Depressionen gehören zu den häufigsten psychischen Krankheiten: Das Risiko, im Laufe des Lebens an einer Depression zu erkranken, liegt bei 16 bis 20 Prozent. Frauen sind häufiger betroffen als Männer. Nach einer depressiven Phase liegt das Risiko, erneut an einer Depression zu erkranken, bei etwa 50 Prozent.

Biologische Erklärungsansätze

Biologische Erklärungsansätze führen Besonderheiten im Aufbau und in der Aktivität des Gehirns als Ursache bzw. Risikofaktor für Depressionen an. So zeigt sich z.B., dass bei Depressiven diejenigen Regionen des Gehirns, die für die Entwicklung von Zielen und die Entstehung positiver Gefühle zuständig sind, weniger aktiv sind. Hirngebiete, die das Verhalten in neuen Situationen und sozialen Kontakten steuern, sind bei den Betroffenen deutlich weniger ausgeprägt als in der Normalbevölkerung. Andere, an der Erzeugung negativer Gefühle beteiligte Hirngebiete hingegen, sind bei Menschen, die an einer Depression leiden, übermäßig erregt. Auch die Gehirnstrukturen, die die Ausschüttung von Stresshormonen regulieren, sind bei Depressiven überaktiv.
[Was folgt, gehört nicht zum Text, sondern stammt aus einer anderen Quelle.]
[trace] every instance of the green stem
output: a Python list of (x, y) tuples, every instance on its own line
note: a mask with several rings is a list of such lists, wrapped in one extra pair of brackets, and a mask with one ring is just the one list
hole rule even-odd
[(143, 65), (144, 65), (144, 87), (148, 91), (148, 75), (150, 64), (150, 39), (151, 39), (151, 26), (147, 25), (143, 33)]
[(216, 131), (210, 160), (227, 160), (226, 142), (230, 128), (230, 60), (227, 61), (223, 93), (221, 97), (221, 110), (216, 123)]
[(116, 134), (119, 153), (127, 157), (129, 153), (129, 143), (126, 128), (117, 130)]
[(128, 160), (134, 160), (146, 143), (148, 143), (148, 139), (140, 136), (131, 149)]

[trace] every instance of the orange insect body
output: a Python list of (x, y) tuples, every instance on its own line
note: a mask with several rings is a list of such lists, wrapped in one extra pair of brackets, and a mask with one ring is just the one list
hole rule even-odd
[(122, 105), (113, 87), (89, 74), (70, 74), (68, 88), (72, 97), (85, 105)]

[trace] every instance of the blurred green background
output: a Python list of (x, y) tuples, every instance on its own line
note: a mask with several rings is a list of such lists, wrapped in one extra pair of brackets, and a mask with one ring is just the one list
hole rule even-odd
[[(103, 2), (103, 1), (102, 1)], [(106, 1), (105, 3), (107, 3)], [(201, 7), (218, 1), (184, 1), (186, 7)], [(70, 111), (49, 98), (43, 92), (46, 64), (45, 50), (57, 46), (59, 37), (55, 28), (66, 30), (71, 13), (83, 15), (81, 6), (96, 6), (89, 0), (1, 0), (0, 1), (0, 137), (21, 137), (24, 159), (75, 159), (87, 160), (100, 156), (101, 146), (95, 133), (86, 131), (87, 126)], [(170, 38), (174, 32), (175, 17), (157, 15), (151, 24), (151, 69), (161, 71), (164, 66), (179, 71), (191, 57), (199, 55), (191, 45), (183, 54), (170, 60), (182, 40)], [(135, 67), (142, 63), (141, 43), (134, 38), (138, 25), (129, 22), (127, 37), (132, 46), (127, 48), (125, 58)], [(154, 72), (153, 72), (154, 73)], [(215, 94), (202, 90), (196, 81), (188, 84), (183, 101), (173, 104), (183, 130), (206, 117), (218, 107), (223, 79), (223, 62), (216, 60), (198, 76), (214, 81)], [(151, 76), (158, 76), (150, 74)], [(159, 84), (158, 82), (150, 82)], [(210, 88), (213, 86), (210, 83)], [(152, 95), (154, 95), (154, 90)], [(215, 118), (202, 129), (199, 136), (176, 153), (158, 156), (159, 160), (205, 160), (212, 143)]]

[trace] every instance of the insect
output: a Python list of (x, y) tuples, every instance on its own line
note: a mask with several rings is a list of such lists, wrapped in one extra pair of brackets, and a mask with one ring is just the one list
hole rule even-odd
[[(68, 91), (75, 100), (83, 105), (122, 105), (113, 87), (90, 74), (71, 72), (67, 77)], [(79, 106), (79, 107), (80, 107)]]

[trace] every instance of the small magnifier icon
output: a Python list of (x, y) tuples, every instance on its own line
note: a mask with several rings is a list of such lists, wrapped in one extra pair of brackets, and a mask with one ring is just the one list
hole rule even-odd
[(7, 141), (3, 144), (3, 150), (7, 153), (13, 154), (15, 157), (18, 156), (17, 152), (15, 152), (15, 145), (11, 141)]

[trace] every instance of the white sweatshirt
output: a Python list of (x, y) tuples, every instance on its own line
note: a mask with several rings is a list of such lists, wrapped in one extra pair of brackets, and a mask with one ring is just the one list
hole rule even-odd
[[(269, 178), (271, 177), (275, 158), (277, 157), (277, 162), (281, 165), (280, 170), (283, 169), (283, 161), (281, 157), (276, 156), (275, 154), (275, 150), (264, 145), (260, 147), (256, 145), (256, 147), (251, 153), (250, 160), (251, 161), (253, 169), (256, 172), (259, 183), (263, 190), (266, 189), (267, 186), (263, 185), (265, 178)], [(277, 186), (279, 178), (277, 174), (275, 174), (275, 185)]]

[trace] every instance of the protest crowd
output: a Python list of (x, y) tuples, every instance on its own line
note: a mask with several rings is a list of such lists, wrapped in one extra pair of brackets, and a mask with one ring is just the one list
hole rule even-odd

Bei depressiven Personen wurden auch Besonderheiten bzgl. des Hirnstoffwechsels festgestellt: Zwei Hirnbotenstoffe (Serotonin und Noradrenalin), die bei der Entstehung und Regulation von Gefühlen eine wichtige Rolle spielen, sind bei ihnen in geringerem Ausmaß vorhanden.

Schließlich scheinen die Ursachen für Depressionen auch zumindest teilweise genetisch bedingt zu sein: Das Risiko, an einer Depression zu erkranken, ist bei nahen Blutsverwandten von depressiven Menschen erhöht.

Auch im Rahmen von körperlichen Erkrankungen (z.B. Epilepsie, Schilddrüsenerkrankungen) und im Zusammenhang mit manchen Medikamenten (z.B. Arzneien in der Krebsbehandlung) können depressive Störungen entstehen.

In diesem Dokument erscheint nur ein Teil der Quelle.